Unlike regulatory clarity (which requires external stakeholders), organizations can address capability gaps immediately.
What quality teams need to learn:
- Conceptual understanding of how AI/ML models work (not deep technical expertise, but solid comprehension)
- Validation approaches for AI tools and how they differ from traditional software validation
- Interpretation skills for assessing AI outputs and identifying potential errors
- Documentation practices for AI-enabled processes that will satisfy auditors
- Communication strategies for explaining AI to stakeholders, leadership, and regulators
This training doesn't require waiting for regulatory clarity or industry consensus. Organizations can build AI literacy now, positioning themselves to implement effectively when ready.

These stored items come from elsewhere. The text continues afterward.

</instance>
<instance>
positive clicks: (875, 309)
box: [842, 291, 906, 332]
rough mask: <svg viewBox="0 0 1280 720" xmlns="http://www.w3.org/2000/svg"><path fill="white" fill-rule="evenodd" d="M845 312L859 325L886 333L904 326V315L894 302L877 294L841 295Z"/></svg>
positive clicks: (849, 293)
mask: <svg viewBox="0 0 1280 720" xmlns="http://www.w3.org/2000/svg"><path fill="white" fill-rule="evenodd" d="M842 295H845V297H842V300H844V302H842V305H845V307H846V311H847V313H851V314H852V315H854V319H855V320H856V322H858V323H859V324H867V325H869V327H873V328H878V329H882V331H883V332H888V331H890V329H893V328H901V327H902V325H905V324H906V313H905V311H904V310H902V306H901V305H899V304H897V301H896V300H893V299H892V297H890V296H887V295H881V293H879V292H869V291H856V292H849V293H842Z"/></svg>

Regulatory clarity: A top need
35% want regulatory clarity, and this is entirely reasonable.
Quality professionals operate in a regulated environment. They need to understand how AI fits within existing regulatory frameworks and what documentation/validation will be expected.
The challenge: Regulators typically respond to industry practice rather than prescribing it in advance. Detailed guidanceemergesfrom real-world implementations, inspections, and collaborative dialogue.
What this means practically:
The solution requires partnership:
- The industry must implement thoughtfully and engage proactively with regulators
- Regulators must provide frameworks that enable innovation while protecting patients
- Industry associations must facilitate dialogue between implementers and regulators
This is how regulatory clarity emerges, through careful implementation and collaborative learning.